I am a professional entertainer. I market and perform a one-man physical stunt show I call Comedy in Action, based on my childhood passion of juggling. Juggling! Pretty random, right? When you see the word “juggling” you probably think of clowns and circuses. I tell a joke in my show—“I didn’t want to embarrass my parents by telling them I’m a professional juggler…they think I’m in jail.”
My point is that juggling is not a skill you would normally consider to be of any practical value for “the real world.” Not so. In this article I am putting aside the fact that juggling has given me an amazingly fulfilling career traveling the world as a performer. Here I am focusing on the skill purely as a tool for personal development.
Juggling very quickly gave me real practical knowledge of 3 life skills: overcoming fear, setting goals, and maintaining focus.

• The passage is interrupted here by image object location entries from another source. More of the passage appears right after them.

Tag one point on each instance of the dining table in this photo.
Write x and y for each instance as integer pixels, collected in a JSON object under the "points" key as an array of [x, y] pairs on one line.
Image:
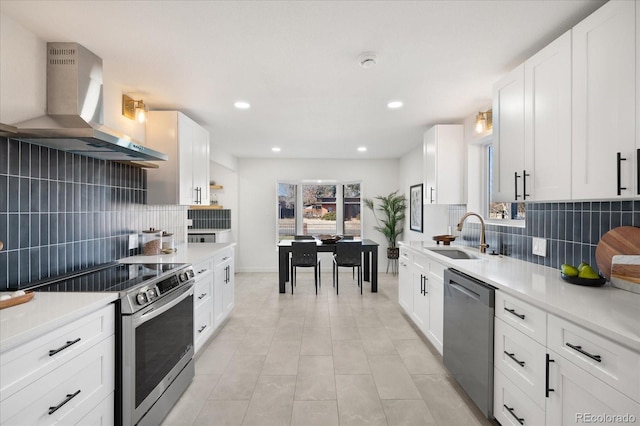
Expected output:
{"points": [[369, 265]]}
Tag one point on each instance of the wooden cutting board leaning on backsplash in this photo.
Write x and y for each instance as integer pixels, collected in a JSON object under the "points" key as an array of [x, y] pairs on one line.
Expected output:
{"points": [[620, 241], [625, 272]]}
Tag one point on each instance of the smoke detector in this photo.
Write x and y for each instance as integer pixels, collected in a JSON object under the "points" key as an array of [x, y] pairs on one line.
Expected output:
{"points": [[367, 59]]}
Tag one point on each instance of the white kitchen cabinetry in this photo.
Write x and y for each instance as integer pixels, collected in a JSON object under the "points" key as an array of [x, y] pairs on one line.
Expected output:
{"points": [[532, 127], [224, 288], [604, 102], [508, 135], [421, 294], [405, 279], [184, 178], [66, 376], [444, 164], [547, 123], [203, 303], [551, 371]]}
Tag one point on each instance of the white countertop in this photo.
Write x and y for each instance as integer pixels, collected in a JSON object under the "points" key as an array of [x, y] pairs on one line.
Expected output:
{"points": [[46, 312], [187, 253], [611, 312], [207, 230]]}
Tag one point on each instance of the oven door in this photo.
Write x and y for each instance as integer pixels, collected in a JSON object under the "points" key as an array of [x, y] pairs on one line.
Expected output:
{"points": [[157, 345]]}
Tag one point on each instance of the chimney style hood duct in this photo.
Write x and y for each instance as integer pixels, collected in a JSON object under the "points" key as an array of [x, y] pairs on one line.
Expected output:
{"points": [[75, 113]]}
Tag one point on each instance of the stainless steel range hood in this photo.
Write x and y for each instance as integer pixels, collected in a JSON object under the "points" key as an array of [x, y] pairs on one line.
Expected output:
{"points": [[75, 113]]}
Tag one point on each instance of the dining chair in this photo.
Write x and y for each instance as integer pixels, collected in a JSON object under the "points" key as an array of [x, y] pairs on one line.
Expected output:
{"points": [[348, 254], [304, 255]]}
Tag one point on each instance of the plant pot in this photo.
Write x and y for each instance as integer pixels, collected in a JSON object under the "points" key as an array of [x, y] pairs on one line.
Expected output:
{"points": [[393, 252]]}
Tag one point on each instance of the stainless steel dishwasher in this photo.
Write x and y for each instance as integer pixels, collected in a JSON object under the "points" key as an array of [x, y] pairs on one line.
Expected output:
{"points": [[468, 336]]}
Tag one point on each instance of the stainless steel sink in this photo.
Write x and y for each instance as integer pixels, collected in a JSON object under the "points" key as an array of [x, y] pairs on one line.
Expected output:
{"points": [[454, 253]]}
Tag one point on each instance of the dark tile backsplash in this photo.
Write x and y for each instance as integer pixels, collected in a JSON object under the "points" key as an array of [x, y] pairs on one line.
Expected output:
{"points": [[572, 230], [209, 219], [60, 212]]}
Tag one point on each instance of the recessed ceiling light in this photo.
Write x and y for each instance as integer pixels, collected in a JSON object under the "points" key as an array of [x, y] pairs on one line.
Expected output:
{"points": [[242, 105]]}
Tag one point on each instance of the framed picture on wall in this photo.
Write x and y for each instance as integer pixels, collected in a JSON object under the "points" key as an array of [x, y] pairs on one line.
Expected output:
{"points": [[415, 208]]}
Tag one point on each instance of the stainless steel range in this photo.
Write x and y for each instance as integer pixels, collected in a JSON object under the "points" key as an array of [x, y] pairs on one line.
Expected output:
{"points": [[155, 333]]}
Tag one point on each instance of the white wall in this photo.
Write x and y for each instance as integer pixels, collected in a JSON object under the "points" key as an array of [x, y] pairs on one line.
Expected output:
{"points": [[257, 180]]}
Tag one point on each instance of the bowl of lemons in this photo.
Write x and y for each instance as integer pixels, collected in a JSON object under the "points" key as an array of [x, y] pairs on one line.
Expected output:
{"points": [[584, 274]]}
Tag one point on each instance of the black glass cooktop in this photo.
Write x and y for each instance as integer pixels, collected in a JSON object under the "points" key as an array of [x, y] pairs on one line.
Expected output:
{"points": [[113, 277]]}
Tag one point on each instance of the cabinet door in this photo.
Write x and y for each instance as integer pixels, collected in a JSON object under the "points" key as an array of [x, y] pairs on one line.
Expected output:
{"points": [[200, 165], [579, 398], [547, 124], [604, 100], [508, 136], [421, 296], [186, 167], [228, 294], [405, 281]]}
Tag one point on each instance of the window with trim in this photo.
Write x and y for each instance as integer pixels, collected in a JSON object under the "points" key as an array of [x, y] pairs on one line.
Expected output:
{"points": [[318, 208], [499, 211]]}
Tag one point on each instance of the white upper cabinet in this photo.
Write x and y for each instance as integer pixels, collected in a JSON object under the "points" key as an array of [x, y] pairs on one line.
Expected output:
{"points": [[547, 123], [604, 102], [184, 178], [532, 128], [508, 136], [444, 164]]}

1) Overcoming Fear: If you’re reading this, there is a very good chance you do NOT know how to juggle. There is also a very good chance you do not think you ever COULD learn how to juggle. Most people are afraid to try something as unusual as juggling. Maybe they don’t want to look foolish in front of others. Maybe they just aren’t comfortable with the awkwardness that naturally exists with any new skill. Anytime you learn something new it feels awkward. Remember trying to ride a bike as a kid? Or learning to drive? As a professional juggler, I am constantly learning new skills, constantly trying to stretch myself and make my body create what my mind can visualize. I am very seldom afraid to try new things anymore because I am used to the inevitable learning curve. I understand it is merely part of the process of development and stretching oneself further. I am comfortable feeling out of my comfort zone. I am comfortable “dropping the ball,” picking up, and trying again. I have felt this confidence spill over into all areas of my life.
2) Goal-setting: With juggling, any pattern created requires the mastery of a series of individual moves first. The obvious example of this idea is “numbers juggling.” Although technically you could learn to juggle 4 balls before 3, there is not really much point in that. Juggling is cumulative by nature, so the skills you develop learning 3 will significantly help you in learning 4. This same thought process can be applied to the development of any new skill. Juggling is systematic. It requires you to break down your goal into smaller steps. Think of each spot in the air as a “mini-target.” If you’re not hitting each mini-target with every throw, there is no way you will ever hit your bigger target of an entire pattern. When you drop an object, you must analyze what went wrong and correct that for the next attempt. Which mini-target was off, and why?
3) Maintaining Focus: Juggling is extremely frustrating. It’s like golf—one day you are amazing, and the next day you stink! Becoming consistent requires daily practice over many years. You cannot cram to learn a juggling trick. You cannot buy it in a store. There is an unspoken code of respect among professional jugglers because we understand the amount of hard work that has gone into cultivating the skill. And to be honest, most other people do not! When people see a professional pianist they think, “wow I can’t imagine the hours of practice and the dedication that went into developing that skill!” When people see a professional juggler they think, “wow he must not have many friends!” For some reason the perception of difficulty for juggling is just not there. I can assure you, however, that to juggle on a professional level requires that same work ethic and daily focus.
I feel I have given a lot to the art of juggling, both on stage and off. I am thankful juggling has given me so much in return– from the travel and the stages, to the life skills I will have forever. I encourage you to pick up some tennis balls and give it a shot. You will learn some immensely practical life lessons, and you will have a lot of fun in the process!